The Taiwan exchange traded fund could witness subdued appreciation next year as the Taiwanese government lowers its outlook due to a slowdown in exports.
The Taiwanese central bank is maintaining its benchmark rate for the 10th consecutive meeting after the government trimmed its economic forecast for the year to 1.74% from 2.31% earlier, pointing to a slower-than-expected 0.44% expansion in exports, Bloomberg reports.
“Taiwan’s inflation is still low, so there’s no need to raise the rate,” Raymond Yeung, an economist at Australia & New Zealand Banking Group Ltd., said in the article. “With export data softening lately, growth prospects look bumpy. Considering the balance between growth and inflation, maintaining the key rate is the best call.”
Exports comprised about 60% of Taiwan’s gross domestic product in the third quarter, declined in September and October year-over-year due to diminished demand from China, the island’s largest overseas market.
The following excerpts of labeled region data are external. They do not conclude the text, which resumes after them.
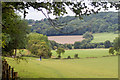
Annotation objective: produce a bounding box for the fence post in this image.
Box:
[12,68,14,80]
[2,59,18,80]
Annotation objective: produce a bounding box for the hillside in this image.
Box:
[91,33,118,43]
[27,12,118,36]
[48,35,84,44]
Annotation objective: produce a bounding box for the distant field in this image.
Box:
[48,35,84,44]
[91,33,118,43]
[7,56,118,80]
[52,49,109,58]
[6,49,118,80]
[48,33,118,44]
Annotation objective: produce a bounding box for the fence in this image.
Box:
[2,59,18,80]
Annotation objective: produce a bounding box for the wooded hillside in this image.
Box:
[27,12,118,36]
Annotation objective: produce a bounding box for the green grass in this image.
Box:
[91,33,118,43]
[7,49,118,78]
[52,49,109,58]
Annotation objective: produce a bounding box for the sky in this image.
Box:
[18,2,116,20]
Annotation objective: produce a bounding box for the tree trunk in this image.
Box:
[15,49,17,57]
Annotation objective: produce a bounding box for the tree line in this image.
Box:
[27,12,118,36]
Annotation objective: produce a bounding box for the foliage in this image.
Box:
[2,2,28,56]
[56,47,65,58]
[27,12,118,36]
[27,33,52,58]
[113,35,120,54]
[74,54,79,58]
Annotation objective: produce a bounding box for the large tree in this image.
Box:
[2,3,28,56]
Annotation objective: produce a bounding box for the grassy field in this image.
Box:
[52,49,109,58]
[91,33,118,43]
[7,49,118,78]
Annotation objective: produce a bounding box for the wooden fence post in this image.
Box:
[2,59,18,80]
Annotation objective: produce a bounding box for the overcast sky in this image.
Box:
[19,2,115,20]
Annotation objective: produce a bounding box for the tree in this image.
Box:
[2,3,28,56]
[113,35,120,52]
[56,48,65,58]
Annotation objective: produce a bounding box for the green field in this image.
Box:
[7,49,118,78]
[52,49,109,58]
[91,33,118,43]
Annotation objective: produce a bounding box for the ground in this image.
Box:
[48,33,118,44]
[6,49,118,78]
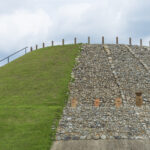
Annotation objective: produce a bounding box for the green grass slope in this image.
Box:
[0,45,80,150]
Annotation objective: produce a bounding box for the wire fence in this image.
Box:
[0,36,150,67]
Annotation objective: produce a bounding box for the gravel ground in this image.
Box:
[56,45,150,140]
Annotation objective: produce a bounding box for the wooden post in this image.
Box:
[116,36,118,44]
[88,37,90,44]
[25,48,27,54]
[74,37,77,45]
[129,37,132,46]
[62,39,65,46]
[140,39,142,46]
[43,43,45,48]
[52,41,54,46]
[102,36,104,44]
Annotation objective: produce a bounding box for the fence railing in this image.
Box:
[0,36,150,67]
[0,47,28,66]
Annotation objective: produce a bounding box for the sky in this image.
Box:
[0,0,150,59]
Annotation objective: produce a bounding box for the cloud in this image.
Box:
[0,0,150,57]
[0,10,53,52]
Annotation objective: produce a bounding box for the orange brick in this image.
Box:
[115,98,122,108]
[94,98,100,107]
[71,98,78,108]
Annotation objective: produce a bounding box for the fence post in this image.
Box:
[52,41,54,46]
[140,39,142,46]
[102,36,104,44]
[43,43,45,48]
[129,37,132,46]
[116,36,118,44]
[88,37,90,44]
[62,39,65,46]
[25,48,27,54]
[74,37,77,45]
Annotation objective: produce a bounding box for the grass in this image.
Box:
[0,45,80,150]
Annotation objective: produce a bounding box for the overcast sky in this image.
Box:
[0,0,150,59]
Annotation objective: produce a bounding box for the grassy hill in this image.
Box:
[0,45,80,150]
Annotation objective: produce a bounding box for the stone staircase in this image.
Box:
[56,44,150,141]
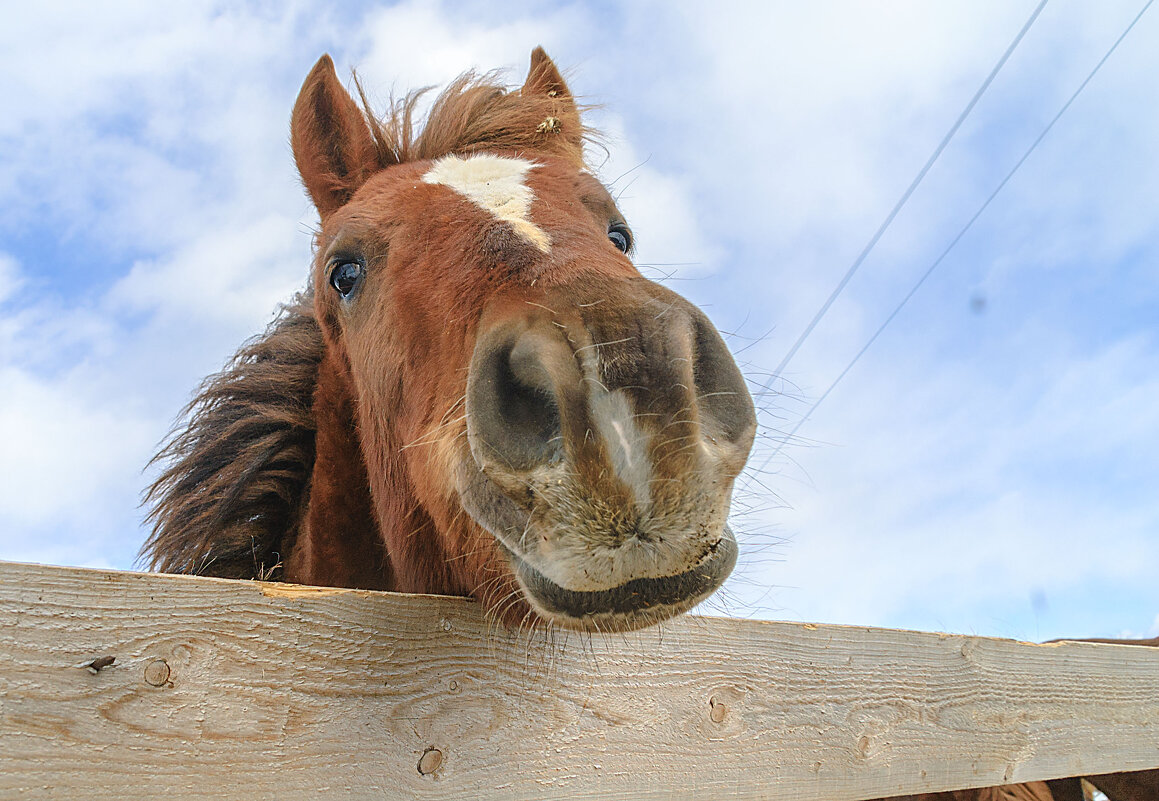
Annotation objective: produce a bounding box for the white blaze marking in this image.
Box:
[423,153,552,253]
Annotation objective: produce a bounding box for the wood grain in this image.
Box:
[0,563,1159,801]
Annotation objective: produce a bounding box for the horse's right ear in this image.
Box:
[290,56,379,218]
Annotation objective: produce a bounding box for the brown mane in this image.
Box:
[141,62,595,578]
[141,293,325,578]
[355,72,598,168]
[141,48,757,631]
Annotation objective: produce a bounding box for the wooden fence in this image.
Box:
[0,562,1159,801]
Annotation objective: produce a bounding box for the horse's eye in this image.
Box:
[607,223,632,253]
[330,261,366,298]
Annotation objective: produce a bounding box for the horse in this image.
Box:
[141,48,1159,801]
[141,48,757,632]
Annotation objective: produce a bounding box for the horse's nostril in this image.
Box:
[692,314,757,449]
[467,333,560,471]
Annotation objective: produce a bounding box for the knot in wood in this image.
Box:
[708,696,728,723]
[418,748,443,775]
[145,660,169,687]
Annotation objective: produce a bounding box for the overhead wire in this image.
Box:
[764,0,1049,391]
[758,0,1154,472]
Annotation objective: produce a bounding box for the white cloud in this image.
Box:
[0,1,1159,633]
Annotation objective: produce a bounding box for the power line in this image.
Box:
[763,0,1048,391]
[760,0,1154,469]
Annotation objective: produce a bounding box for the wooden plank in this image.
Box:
[0,563,1159,801]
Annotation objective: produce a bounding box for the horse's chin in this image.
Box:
[458,457,737,632]
[498,526,737,632]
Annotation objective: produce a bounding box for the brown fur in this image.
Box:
[143,293,323,578]
[149,49,1154,801]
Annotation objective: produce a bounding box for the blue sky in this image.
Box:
[0,0,1159,639]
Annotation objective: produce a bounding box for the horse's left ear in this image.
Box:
[290,56,381,218]
[519,48,583,162]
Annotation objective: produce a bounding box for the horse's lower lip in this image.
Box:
[503,527,737,631]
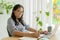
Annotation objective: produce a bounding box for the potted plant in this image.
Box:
[36,17,43,32]
[0,0,14,14]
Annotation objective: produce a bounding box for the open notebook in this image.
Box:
[19,37,49,40]
[19,25,59,40]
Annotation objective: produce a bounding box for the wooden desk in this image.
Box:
[2,35,56,40]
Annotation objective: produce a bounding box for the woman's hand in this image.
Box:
[32,32,40,38]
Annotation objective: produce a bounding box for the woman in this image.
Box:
[7,4,47,37]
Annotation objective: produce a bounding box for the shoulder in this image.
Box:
[8,17,13,22]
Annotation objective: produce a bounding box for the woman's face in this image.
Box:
[14,7,24,18]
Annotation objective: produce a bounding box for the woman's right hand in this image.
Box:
[32,32,40,38]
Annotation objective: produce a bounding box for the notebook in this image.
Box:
[19,37,49,40]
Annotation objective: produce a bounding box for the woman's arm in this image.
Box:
[13,31,39,38]
[28,28,48,34]
[28,27,38,32]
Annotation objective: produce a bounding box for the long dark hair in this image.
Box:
[11,4,24,26]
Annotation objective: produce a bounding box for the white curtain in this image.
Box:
[24,0,53,29]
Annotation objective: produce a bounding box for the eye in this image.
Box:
[18,10,20,12]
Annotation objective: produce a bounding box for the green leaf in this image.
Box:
[40,10,42,13]
[36,17,39,22]
[39,28,42,32]
[46,12,49,16]
[38,21,43,27]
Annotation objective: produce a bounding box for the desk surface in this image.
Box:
[2,35,56,40]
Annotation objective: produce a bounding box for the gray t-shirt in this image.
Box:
[7,18,29,36]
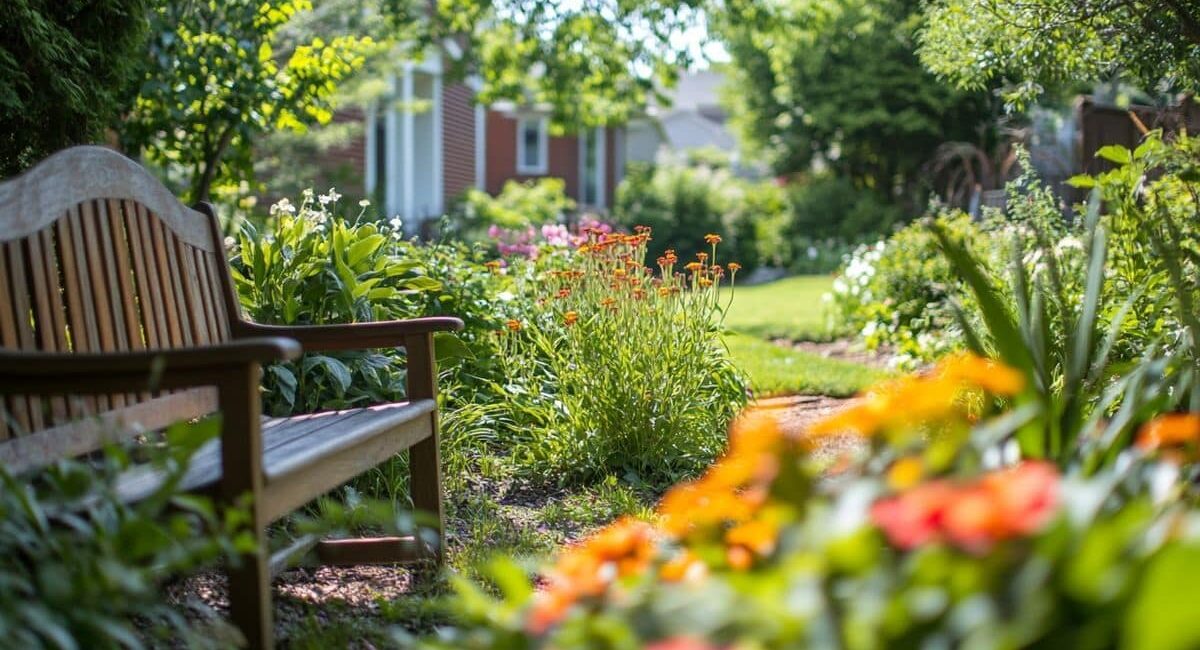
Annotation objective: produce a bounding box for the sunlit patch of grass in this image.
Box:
[725,333,887,397]
[722,276,833,341]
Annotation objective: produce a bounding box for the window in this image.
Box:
[517,118,548,174]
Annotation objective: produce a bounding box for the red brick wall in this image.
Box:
[442,84,475,205]
[317,107,367,187]
[485,110,580,200]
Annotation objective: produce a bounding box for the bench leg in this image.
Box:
[217,363,275,650]
[404,333,446,570]
[228,536,275,650]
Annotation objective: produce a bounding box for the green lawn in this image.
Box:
[725,333,887,397]
[725,276,833,341]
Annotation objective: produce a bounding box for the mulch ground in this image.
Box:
[167,396,862,649]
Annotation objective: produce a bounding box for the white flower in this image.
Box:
[270,198,296,216]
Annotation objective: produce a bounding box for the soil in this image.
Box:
[167,398,862,649]
[772,338,893,369]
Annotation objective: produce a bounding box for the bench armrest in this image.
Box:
[234,317,462,350]
[0,337,300,393]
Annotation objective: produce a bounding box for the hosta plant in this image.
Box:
[230,191,442,415]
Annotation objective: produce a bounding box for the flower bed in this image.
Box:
[427,356,1200,649]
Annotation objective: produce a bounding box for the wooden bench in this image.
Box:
[0,146,462,648]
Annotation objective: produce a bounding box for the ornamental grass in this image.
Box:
[499,228,746,485]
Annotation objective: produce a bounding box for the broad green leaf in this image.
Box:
[1123,544,1200,650]
[1096,144,1133,164]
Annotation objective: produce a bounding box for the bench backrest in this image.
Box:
[0,146,238,464]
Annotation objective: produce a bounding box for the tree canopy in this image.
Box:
[720,0,991,195]
[0,0,150,176]
[920,0,1200,108]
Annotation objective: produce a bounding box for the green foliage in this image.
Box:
[424,350,1200,649]
[920,0,1200,108]
[121,0,374,200]
[0,420,246,649]
[230,192,442,415]
[458,177,575,234]
[0,0,151,177]
[725,335,884,398]
[787,174,906,246]
[718,0,989,194]
[502,235,745,485]
[832,212,990,366]
[612,163,791,277]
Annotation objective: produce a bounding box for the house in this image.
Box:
[320,53,624,233]
[624,70,752,171]
[322,59,737,231]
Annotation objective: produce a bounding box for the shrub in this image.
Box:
[0,420,246,649]
[612,164,734,268]
[454,177,575,239]
[492,229,745,483]
[230,191,442,415]
[425,356,1200,649]
[613,163,793,278]
[830,212,986,361]
[787,174,906,243]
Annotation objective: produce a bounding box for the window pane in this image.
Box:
[521,120,541,167]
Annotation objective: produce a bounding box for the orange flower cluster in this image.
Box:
[871,461,1058,552]
[526,517,656,634]
[808,354,1025,437]
[1136,413,1200,451]
[659,411,784,570]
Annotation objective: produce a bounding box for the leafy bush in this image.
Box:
[787,174,906,243]
[0,420,246,649]
[830,212,985,360]
[502,229,745,483]
[230,191,442,415]
[425,356,1200,649]
[457,177,575,234]
[612,163,792,277]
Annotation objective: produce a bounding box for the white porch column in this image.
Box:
[430,70,445,217]
[475,104,487,189]
[379,76,401,217]
[362,104,379,197]
[400,64,416,221]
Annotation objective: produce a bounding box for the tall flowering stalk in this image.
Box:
[503,228,745,481]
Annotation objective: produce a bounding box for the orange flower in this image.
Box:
[646,637,721,650]
[659,549,708,583]
[888,456,925,489]
[871,461,1058,552]
[1138,413,1200,450]
[938,354,1025,396]
[725,518,779,558]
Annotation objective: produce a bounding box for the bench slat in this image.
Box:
[118,399,436,512]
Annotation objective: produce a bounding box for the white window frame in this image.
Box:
[517,118,550,175]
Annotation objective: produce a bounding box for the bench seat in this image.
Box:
[116,399,437,520]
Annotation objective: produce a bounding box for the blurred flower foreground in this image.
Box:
[425,355,1200,650]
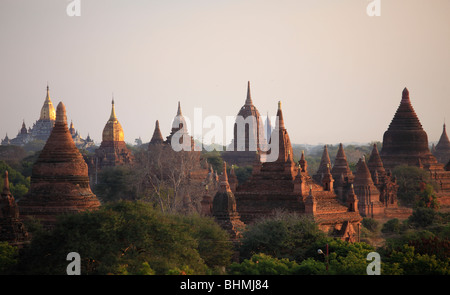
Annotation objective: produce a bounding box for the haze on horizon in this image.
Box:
[0,0,450,144]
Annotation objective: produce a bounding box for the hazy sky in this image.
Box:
[0,0,450,144]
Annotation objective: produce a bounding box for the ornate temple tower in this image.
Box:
[331,143,354,201]
[148,120,164,150]
[433,123,450,164]
[18,102,100,227]
[353,159,384,218]
[380,88,436,169]
[212,162,245,241]
[235,103,362,241]
[313,145,331,183]
[166,102,195,151]
[31,85,56,141]
[367,144,398,208]
[380,88,450,205]
[222,81,267,166]
[90,99,133,174]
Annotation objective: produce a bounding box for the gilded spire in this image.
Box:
[245,81,253,104]
[177,101,183,116]
[150,120,164,144]
[3,170,11,195]
[276,101,285,129]
[102,97,124,141]
[109,96,117,120]
[402,87,409,102]
[56,101,67,124]
[39,84,56,121]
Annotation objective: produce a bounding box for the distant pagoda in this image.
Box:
[222,81,271,166]
[433,123,450,164]
[89,98,134,178]
[380,88,436,169]
[380,88,450,206]
[18,102,100,228]
[2,84,95,149]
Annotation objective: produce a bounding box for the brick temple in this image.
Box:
[235,102,362,241]
[18,102,100,228]
[0,171,30,247]
[380,88,450,205]
[87,98,134,184]
[2,85,95,149]
[222,81,270,166]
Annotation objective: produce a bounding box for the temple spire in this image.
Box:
[109,95,117,120]
[39,83,56,121]
[245,81,253,104]
[219,161,231,192]
[56,101,67,124]
[402,87,410,102]
[150,120,164,144]
[177,101,183,116]
[3,170,10,195]
[275,101,285,129]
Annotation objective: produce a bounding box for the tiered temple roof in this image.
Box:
[380,88,436,169]
[19,102,100,227]
[90,98,134,171]
[222,81,267,166]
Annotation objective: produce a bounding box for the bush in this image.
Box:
[362,217,379,232]
[0,242,18,275]
[228,253,298,275]
[408,208,437,228]
[14,201,231,274]
[381,218,403,234]
[240,212,325,261]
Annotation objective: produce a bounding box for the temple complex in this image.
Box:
[313,145,331,183]
[235,103,362,241]
[0,171,30,247]
[380,88,437,169]
[212,162,245,241]
[18,102,100,228]
[380,88,450,206]
[88,98,133,184]
[222,81,270,166]
[2,85,95,149]
[147,102,212,213]
[166,102,195,152]
[367,144,398,208]
[330,143,354,202]
[353,158,384,218]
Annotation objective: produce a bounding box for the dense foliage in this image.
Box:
[12,201,232,274]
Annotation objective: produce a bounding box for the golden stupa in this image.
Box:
[39,85,56,121]
[102,98,125,141]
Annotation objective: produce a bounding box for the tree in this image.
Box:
[408,207,438,228]
[381,245,450,275]
[240,212,325,261]
[0,161,30,199]
[93,166,137,202]
[0,242,18,275]
[228,253,299,275]
[416,184,439,210]
[134,144,201,212]
[17,201,231,274]
[392,165,435,206]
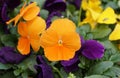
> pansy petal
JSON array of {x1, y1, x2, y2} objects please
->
[
  {"x1": 18, "y1": 22, "x2": 28, "y2": 37},
  {"x1": 61, "y1": 53, "x2": 80, "y2": 73},
  {"x1": 97, "y1": 7, "x2": 117, "y2": 24},
  {"x1": 30, "y1": 34, "x2": 40, "y2": 52},
  {"x1": 109, "y1": 23, "x2": 120, "y2": 40},
  {"x1": 62, "y1": 32, "x2": 81, "y2": 51},
  {"x1": 40, "y1": 29, "x2": 59, "y2": 47},
  {"x1": 35, "y1": 56, "x2": 54, "y2": 78},
  {"x1": 50, "y1": 18, "x2": 76, "y2": 35},
  {"x1": 82, "y1": 40, "x2": 104, "y2": 59},
  {"x1": 27, "y1": 16, "x2": 46, "y2": 35},
  {"x1": 17, "y1": 37, "x2": 30, "y2": 55},
  {"x1": 23, "y1": 6, "x2": 40, "y2": 21},
  {"x1": 44, "y1": 45, "x2": 75, "y2": 61},
  {"x1": 1, "y1": 3, "x2": 9, "y2": 22}
]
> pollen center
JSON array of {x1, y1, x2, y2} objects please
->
[{"x1": 58, "y1": 40, "x2": 63, "y2": 46}]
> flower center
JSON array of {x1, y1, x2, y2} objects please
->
[{"x1": 58, "y1": 39, "x2": 63, "y2": 46}]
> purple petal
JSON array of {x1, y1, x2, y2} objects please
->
[
  {"x1": 82, "y1": 40, "x2": 104, "y2": 59},
  {"x1": 1, "y1": 3, "x2": 9, "y2": 22},
  {"x1": 44, "y1": 0, "x2": 66, "y2": 13},
  {"x1": 5, "y1": 0, "x2": 20, "y2": 9},
  {"x1": 61, "y1": 53, "x2": 80, "y2": 73},
  {"x1": 74, "y1": 0, "x2": 82, "y2": 9},
  {"x1": 0, "y1": 47, "x2": 26, "y2": 64},
  {"x1": 35, "y1": 56, "x2": 54, "y2": 78}
]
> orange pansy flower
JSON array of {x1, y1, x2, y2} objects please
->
[
  {"x1": 17, "y1": 17, "x2": 46, "y2": 55},
  {"x1": 40, "y1": 19, "x2": 81, "y2": 61},
  {"x1": 6, "y1": 2, "x2": 40, "y2": 26}
]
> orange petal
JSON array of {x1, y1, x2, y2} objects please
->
[
  {"x1": 18, "y1": 22, "x2": 28, "y2": 37},
  {"x1": 27, "y1": 16, "x2": 46, "y2": 35},
  {"x1": 20, "y1": 2, "x2": 26, "y2": 13},
  {"x1": 50, "y1": 18, "x2": 76, "y2": 34},
  {"x1": 62, "y1": 32, "x2": 81, "y2": 51},
  {"x1": 17, "y1": 37, "x2": 30, "y2": 55},
  {"x1": 44, "y1": 46, "x2": 75, "y2": 61},
  {"x1": 6, "y1": 18, "x2": 15, "y2": 24},
  {"x1": 23, "y1": 6, "x2": 40, "y2": 21},
  {"x1": 40, "y1": 29, "x2": 59, "y2": 48},
  {"x1": 30, "y1": 34, "x2": 40, "y2": 52},
  {"x1": 20, "y1": 2, "x2": 37, "y2": 16},
  {"x1": 6, "y1": 14, "x2": 21, "y2": 26}
]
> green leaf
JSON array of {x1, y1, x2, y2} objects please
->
[
  {"x1": 40, "y1": 9, "x2": 49, "y2": 19},
  {"x1": 13, "y1": 68, "x2": 22, "y2": 76},
  {"x1": 92, "y1": 25, "x2": 111, "y2": 39},
  {"x1": 104, "y1": 67, "x2": 120, "y2": 78},
  {"x1": 84, "y1": 75, "x2": 109, "y2": 78},
  {"x1": 0, "y1": 63, "x2": 12, "y2": 70},
  {"x1": 60, "y1": 68, "x2": 68, "y2": 78},
  {"x1": 1, "y1": 34, "x2": 17, "y2": 47},
  {"x1": 88, "y1": 61, "x2": 113, "y2": 75},
  {"x1": 109, "y1": 54, "x2": 120, "y2": 63},
  {"x1": 67, "y1": 5, "x2": 75, "y2": 13},
  {"x1": 105, "y1": 1, "x2": 118, "y2": 9},
  {"x1": 77, "y1": 24, "x2": 91, "y2": 37},
  {"x1": 29, "y1": 0, "x2": 46, "y2": 7},
  {"x1": 67, "y1": 73, "x2": 76, "y2": 78},
  {"x1": 22, "y1": 71, "x2": 28, "y2": 78}
]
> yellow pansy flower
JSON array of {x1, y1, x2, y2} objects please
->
[{"x1": 80, "y1": 0, "x2": 102, "y2": 29}]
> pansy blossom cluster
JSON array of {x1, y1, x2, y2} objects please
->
[{"x1": 0, "y1": 0, "x2": 120, "y2": 78}]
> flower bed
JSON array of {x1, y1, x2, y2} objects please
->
[{"x1": 0, "y1": 0, "x2": 120, "y2": 78}]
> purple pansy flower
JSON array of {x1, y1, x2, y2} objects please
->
[
  {"x1": 0, "y1": 47, "x2": 26, "y2": 64},
  {"x1": 68, "y1": 0, "x2": 82, "y2": 9},
  {"x1": 44, "y1": 0, "x2": 66, "y2": 13},
  {"x1": 35, "y1": 56, "x2": 54, "y2": 78},
  {"x1": 81, "y1": 40, "x2": 104, "y2": 60},
  {"x1": 61, "y1": 54, "x2": 80, "y2": 73},
  {"x1": 61, "y1": 37, "x2": 104, "y2": 72}
]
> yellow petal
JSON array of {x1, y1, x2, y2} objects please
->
[
  {"x1": 23, "y1": 6, "x2": 40, "y2": 21},
  {"x1": 50, "y1": 18, "x2": 76, "y2": 35},
  {"x1": 44, "y1": 46, "x2": 75, "y2": 61},
  {"x1": 61, "y1": 32, "x2": 81, "y2": 51},
  {"x1": 97, "y1": 7, "x2": 116, "y2": 24},
  {"x1": 89, "y1": 8, "x2": 100, "y2": 20},
  {"x1": 18, "y1": 22, "x2": 28, "y2": 37},
  {"x1": 82, "y1": 0, "x2": 88, "y2": 10},
  {"x1": 109, "y1": 24, "x2": 120, "y2": 40},
  {"x1": 27, "y1": 16, "x2": 46, "y2": 35},
  {"x1": 30, "y1": 34, "x2": 40, "y2": 52},
  {"x1": 17, "y1": 37, "x2": 30, "y2": 55},
  {"x1": 80, "y1": 11, "x2": 97, "y2": 29}
]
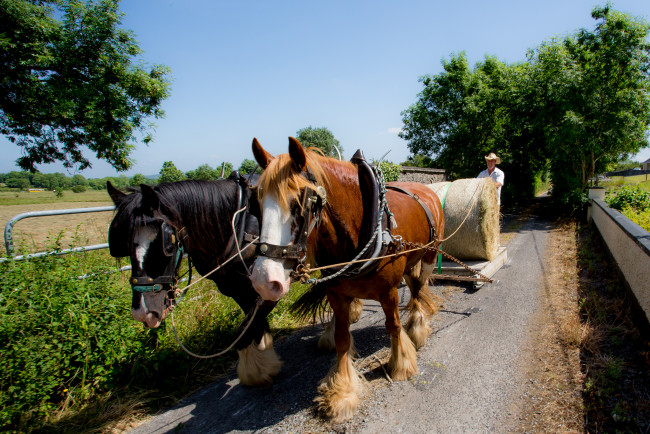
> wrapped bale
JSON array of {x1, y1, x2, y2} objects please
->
[{"x1": 428, "y1": 178, "x2": 499, "y2": 261}]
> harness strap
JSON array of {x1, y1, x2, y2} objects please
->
[{"x1": 438, "y1": 182, "x2": 451, "y2": 274}]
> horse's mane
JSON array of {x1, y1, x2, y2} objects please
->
[
  {"x1": 258, "y1": 148, "x2": 349, "y2": 212},
  {"x1": 109, "y1": 180, "x2": 242, "y2": 256}
]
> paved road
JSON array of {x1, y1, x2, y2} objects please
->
[{"x1": 132, "y1": 217, "x2": 550, "y2": 433}]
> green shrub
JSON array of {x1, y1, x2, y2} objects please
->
[
  {"x1": 621, "y1": 207, "x2": 650, "y2": 232},
  {"x1": 0, "y1": 242, "x2": 142, "y2": 430}
]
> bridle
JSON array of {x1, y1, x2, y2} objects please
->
[
  {"x1": 130, "y1": 212, "x2": 187, "y2": 298},
  {"x1": 255, "y1": 172, "x2": 327, "y2": 269},
  {"x1": 130, "y1": 172, "x2": 250, "y2": 300}
]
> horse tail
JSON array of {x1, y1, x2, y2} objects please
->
[{"x1": 289, "y1": 285, "x2": 331, "y2": 322}]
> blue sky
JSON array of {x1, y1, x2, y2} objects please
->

Taiwan and China have fostered closer relations, opening their borders to increased trade. Marcella Chow, an economist at Bank of America Merrill Lynch, though, cautions that a failure to pass a pact opening services sectors between Taiwan and China could cap next year’s growth at 2.5%.
The statistics bureau projects the economy will expand 2.59% in 2014, lower than the previous 3.37% estimate.